V.A. Graicunas computed it in 1933: a manager with six direct reports isn't managing six relationships — counting cross-relationships and group permutations, he's managing 222. Add a seventh report and it's 490. That geometric explosion is why span of control settled at five to nine people, and why every large organisation is a pyramid. The arithmetic left no choice.
The term that drops out
AI agents have no relationships to maintain. No morale to protect, no rivalries to referee, no 1:1s, no career conversations. Between six agents there are zero cross-relationships that need a manager's attention. Graicunas's geometric term — the thing that made wide spans impossible — drops out of the equation entirely.
So what limits how much one person can run?
The new constraints
Two things, and only two:
How many distinct briefs you can write well. Every delegated stream needs a definition of done, curated context, and constraints. Specification is the new supervision.

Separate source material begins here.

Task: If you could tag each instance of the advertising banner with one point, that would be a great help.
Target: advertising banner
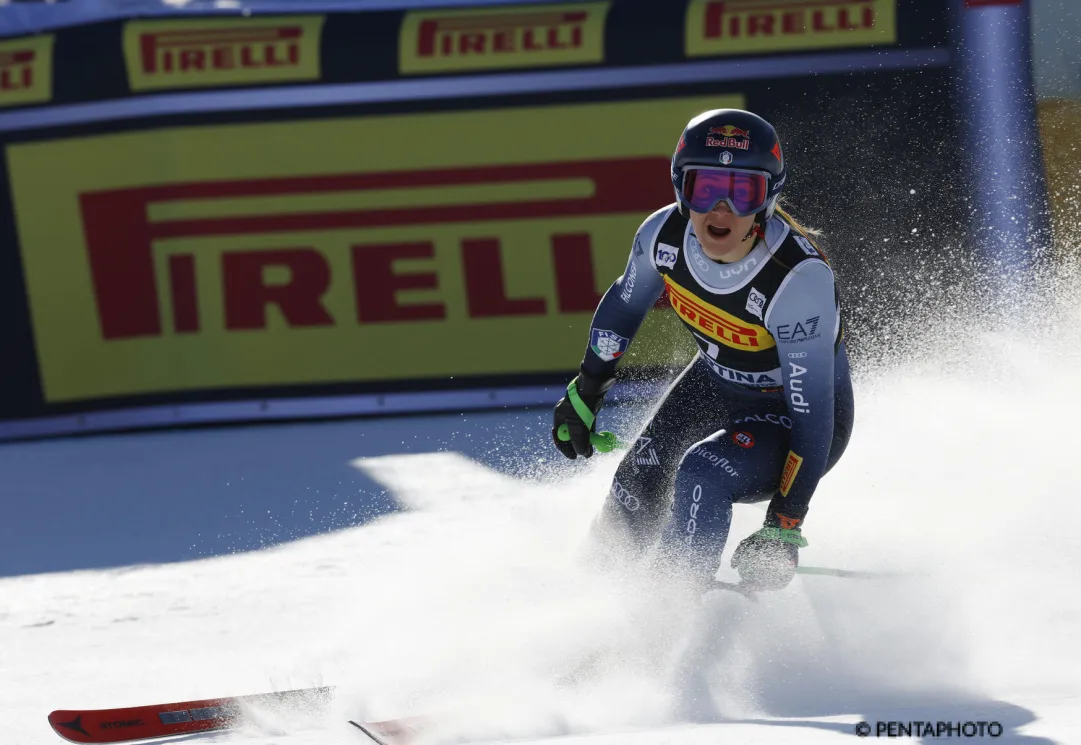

How much output you can verify. Delegated work returns, and someone has to judge it against the brief — the verification inversion guarantees this can't be skipped.
Span of control was limited by relationships. Span of specification is limited by briefs and review bandwidth — and both are learnable.
Why this changes careers, not just org charts
Both constraints compound in your favour. A brief, once written, is reusable — the tenth weekly competitor digest costs minutes to delegate, not hours. Verification gets faster as your definition-of-done discipline improves. A high-DQ operator quietly runs a span of ten, twenty, fifty concurrent workstreams — an org chart that classical management math says requires a department and three layers.
This is the precise mechanism behind the claim that output should stop correlating with hours. It's not hustle. It's that the 1933 equation no longer applies to you — if your briefs are good enough.